In den Kommentaren zur Situation zeitgenössischer Kunst findet man heute vermehrt
die These von der Beliebigkeit der künstlerischen Positionen. Diese Kommentatoren beschwören
das Ende der Ideologien und der Innovationen. Eine andere Gruppe von Kuratoren und Kritikern
versucht eine Kunstform öffentlich zu machen, welche in sich verschiedene gesellschaftliche
Positionen aus den unterschiedlichsten Bereichen aufnimmt und transformiert.
Vereinfacht könnte man es mit Peter Weibel so bezeichnen, dass heute wieder versucht wird,
die Kunst an das Gesellschaftliche wieder anzudocken.

Darin enthalten ist natürlich die Tatsache, dass man sich heute wieder die Frage nach der
gesellschaftspolitischen Funktion von Kunst stellt, nach der Rolle, welche die Künstler und
Künstlerinnen in dieser Gesellschaft einnehmen. Diese Statusunsicherheit, von der allerdings
nicht nur die Künstler und Künstlerinnen betroffen sind, kann zu neuen Produktionsmodis führen;
ähnliches kann man auch in den theoretischen Schriften über Kunst verfolgen, wo in die
Produktion des Textes die Selbstreflexion der eigenen Position immer häufiger mit einfließt.

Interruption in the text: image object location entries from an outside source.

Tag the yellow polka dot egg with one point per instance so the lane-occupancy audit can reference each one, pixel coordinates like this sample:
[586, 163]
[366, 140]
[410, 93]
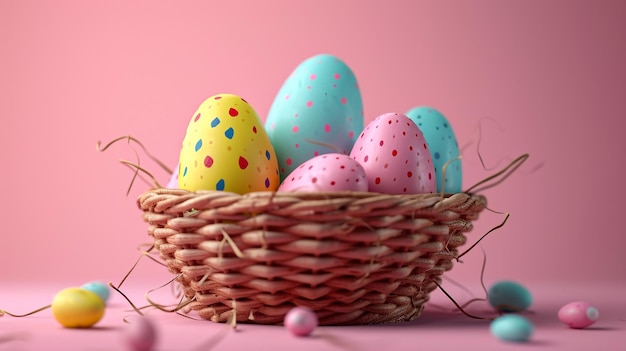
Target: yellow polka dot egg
[227, 148]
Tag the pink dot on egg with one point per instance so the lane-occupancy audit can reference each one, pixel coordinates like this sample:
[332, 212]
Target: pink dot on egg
[301, 321]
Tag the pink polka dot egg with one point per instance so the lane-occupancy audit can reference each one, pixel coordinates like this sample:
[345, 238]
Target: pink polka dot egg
[578, 314]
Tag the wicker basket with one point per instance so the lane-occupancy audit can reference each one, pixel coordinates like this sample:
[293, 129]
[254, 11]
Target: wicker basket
[354, 258]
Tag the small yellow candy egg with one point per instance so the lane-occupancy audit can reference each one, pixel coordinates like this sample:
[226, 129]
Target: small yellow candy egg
[77, 308]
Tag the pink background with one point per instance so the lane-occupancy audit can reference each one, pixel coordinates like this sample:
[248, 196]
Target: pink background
[546, 78]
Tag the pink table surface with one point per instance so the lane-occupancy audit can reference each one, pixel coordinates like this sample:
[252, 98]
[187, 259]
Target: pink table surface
[439, 327]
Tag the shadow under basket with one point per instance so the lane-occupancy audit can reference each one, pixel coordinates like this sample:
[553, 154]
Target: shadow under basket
[353, 258]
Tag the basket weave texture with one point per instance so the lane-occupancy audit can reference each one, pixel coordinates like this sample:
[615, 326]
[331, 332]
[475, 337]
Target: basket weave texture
[353, 258]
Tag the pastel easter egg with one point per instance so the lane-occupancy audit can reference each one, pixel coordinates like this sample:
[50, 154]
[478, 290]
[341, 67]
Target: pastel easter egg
[173, 182]
[512, 327]
[226, 148]
[100, 288]
[328, 172]
[443, 146]
[395, 156]
[77, 308]
[509, 296]
[301, 321]
[578, 315]
[318, 110]
[140, 334]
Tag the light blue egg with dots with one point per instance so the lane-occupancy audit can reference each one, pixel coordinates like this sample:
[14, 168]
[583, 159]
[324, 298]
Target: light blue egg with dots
[512, 328]
[443, 147]
[318, 110]
[99, 288]
[509, 296]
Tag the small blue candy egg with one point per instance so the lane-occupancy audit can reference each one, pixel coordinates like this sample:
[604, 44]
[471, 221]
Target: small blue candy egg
[101, 289]
[512, 327]
[508, 296]
[443, 146]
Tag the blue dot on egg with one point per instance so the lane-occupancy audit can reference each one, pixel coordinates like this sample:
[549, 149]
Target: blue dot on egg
[215, 122]
[229, 133]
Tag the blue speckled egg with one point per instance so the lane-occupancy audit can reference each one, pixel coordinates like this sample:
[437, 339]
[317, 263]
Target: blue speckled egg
[319, 104]
[512, 327]
[509, 296]
[443, 146]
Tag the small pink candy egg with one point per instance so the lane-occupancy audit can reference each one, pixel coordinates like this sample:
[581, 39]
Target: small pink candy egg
[578, 315]
[140, 334]
[301, 321]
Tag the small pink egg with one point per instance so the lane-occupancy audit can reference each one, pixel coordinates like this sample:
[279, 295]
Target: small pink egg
[140, 334]
[578, 315]
[301, 321]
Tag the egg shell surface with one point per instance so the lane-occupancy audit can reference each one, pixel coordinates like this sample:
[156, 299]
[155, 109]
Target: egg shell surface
[100, 288]
[395, 156]
[319, 104]
[227, 148]
[443, 146]
[578, 315]
[328, 172]
[77, 308]
[512, 327]
[509, 296]
[301, 321]
[140, 334]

Um den Bedingungen, die zu neuen Produktionsweisen führen, auf den Grund zu gehen,
genügt es nicht allein, die allgemeine Krise der Kunst und des Kunstmarktes anzuführen,
sondern zu fragen, auf wen eine Krise welche Auswirkungen hat. Eine Antwort darauf kann
ich nicht dahingehend formulieren, dass in dieser Krise es Frauen wären, deren Kreativität
sich innovativ in neue Zusammenhänge ausströmt, da die Auswirkungen einer Krise allgemein
für Frauen massiver sind, denn damit würde ich der These Vorschub leisten, dass Kreativität nur
in misslichen Situationen sich entfaltet, eine These, die in die Bewertung der sogenannten
"Ostkunst" immer mit eingeflossen ist.

Doch die Tatsache, dass sich hier 6 Künstlerinnen zu einer Produktionsgruppe für ein Projekt
zusammengeschlossen haben, mit welchem ein neuer Dialog zwischen Kunst und Bevölkerung,
der hier auch einer zwischen der Metropole und einer Region ist, stattfinden kann, sagt viel
darüber aus, wer sich nun dieser Selbstreflexion stellt. Das Befragen der Bevölkerung hier,
ob ihre Stadt Kunst braucht, beinhaltet diese Frage nach der Funktion von Kunst.
Fragen ist aber zugleich auch ein sich öffnen und diese Frage »Braucht Hallein Kunst?« schließt
die Selbstreflexion mit ein. Mit der hier praktizierten Öffnung der Bevölkerung gegenüber
veränderte sich  - auf den ersten Blick - nicht  die Kunst selber - sie wird auch nicht zu irgend
etwas anderem als Kunst. Was ist aber hier anders, ist überhaupt etwas anders?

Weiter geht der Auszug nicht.